Things do evolve ;) lol and tehcnicaly isn't the pheasnet with the ring a diferent species to the one without? O__o
 
RaptorMan said:
tehcnicaly isn't the pheasnet with the ring a diferent species to the one without? O__o

There are two different possibilities (as mentioned earlier). First is a melanistic Ring-necked/Common Pheasant, which is exactly the same as the usualy pheasant, just with more melanin than usual. The second possibility is the Japanese Green Pheasant. Most seem to believe it is a different species, but other think it's only an isolated subspecies of the Ring-necked/Common.
 
Black pheasants.

I just rounded a corner in the Fir and Pond Woods Nature Reserve, Potters Bar, on Oct 18th and to my surprise 2 (? a pair) of black pheasants were wandering down the path. I didn't know such birds existed. They kept 20 metres ahead of me so my snatched photo is not really worth posting. They didn't look melanistic to me.
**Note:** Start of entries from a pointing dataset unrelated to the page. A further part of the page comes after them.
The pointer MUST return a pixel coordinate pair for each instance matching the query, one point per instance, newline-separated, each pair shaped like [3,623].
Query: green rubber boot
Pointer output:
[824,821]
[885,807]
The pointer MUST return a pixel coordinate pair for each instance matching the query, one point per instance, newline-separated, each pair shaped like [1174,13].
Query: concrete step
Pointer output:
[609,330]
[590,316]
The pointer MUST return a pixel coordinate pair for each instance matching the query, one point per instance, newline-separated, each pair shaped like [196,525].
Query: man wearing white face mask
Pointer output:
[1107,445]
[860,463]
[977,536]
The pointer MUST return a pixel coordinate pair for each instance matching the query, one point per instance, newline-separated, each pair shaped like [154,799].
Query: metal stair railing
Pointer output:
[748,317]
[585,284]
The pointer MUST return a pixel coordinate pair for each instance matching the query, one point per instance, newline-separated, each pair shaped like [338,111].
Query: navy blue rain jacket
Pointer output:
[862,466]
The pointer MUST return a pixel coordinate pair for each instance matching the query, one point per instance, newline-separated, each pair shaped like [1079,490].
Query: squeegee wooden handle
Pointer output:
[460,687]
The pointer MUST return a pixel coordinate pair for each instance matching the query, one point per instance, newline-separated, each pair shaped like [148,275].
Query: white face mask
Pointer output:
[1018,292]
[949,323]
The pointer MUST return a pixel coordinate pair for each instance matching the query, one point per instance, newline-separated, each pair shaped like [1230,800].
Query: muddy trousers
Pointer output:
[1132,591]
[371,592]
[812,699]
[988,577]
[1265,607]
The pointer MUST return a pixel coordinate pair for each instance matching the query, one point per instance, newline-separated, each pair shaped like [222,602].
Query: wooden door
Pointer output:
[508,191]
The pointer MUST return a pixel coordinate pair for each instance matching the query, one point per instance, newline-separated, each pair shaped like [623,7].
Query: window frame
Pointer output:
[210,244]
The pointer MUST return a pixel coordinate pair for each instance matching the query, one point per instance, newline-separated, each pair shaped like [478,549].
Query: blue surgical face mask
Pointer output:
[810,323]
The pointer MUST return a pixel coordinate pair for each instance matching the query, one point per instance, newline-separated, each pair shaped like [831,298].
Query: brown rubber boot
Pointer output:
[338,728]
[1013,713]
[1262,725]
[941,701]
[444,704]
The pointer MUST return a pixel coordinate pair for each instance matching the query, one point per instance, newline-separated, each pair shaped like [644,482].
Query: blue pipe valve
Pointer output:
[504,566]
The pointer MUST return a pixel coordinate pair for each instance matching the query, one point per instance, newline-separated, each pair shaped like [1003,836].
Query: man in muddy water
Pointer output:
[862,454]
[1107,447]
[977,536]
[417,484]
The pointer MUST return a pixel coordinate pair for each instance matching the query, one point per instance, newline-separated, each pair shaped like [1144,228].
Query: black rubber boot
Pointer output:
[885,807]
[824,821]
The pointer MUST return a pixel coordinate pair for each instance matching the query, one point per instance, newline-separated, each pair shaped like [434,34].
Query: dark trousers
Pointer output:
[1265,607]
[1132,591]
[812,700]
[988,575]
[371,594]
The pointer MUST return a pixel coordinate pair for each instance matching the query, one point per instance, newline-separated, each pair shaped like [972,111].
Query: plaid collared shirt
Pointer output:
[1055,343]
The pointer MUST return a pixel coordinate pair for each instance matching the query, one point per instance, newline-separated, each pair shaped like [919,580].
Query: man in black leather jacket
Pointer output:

David Gompertz. Volunteer Warden. Herts and Middlesex Wildlife Trust.
 
Used to see loads like this in North Yorkshire, when I lived up there, especially in the Danby, Egton Bridge area. I'm sure they're just Commons though.
 
Tim Hall said:
Used to see loads like this in North Yorkshire, when I lived up there, especially in the Danby, Egton Bridge area. I'm sure they're just Commons though.

A good rule of thumb in my experience is that Japanese Pheasant is smaller and greener than both "regular" pheasant or the melanistic pheasant types. The melanistic types are usually as large as a regular pheasant and tend to have quite a lot of blue gloss on them, e.g. on the upper breast.

My first encounter with a true Japanese Green Pheasant was one released in Suffolk circa 1975 to introduce fly faster genes into the local pheasant population, Unfortunately it didn't go quite fast enough and was shot that winter. My last encounter was much more satisfactory-sneaked into a bamboo plantation outside Narita airport for a leak and a startled J G Pheasant became last addition to the trip list before departure.
 
I don't know what a Japanese pheasant looks like, but there is a type (breed? not race, I would guess, anyway) that is of a dark purple hue. I saw some in North Yorkshire (the grounds of a castle or big house near Ripon), England, about 15 years ago, and someone has released some here in the Isle of Man more recently; well, one turned up by the road leading to the hospital here.
By the way, I almost typed "deep purple"!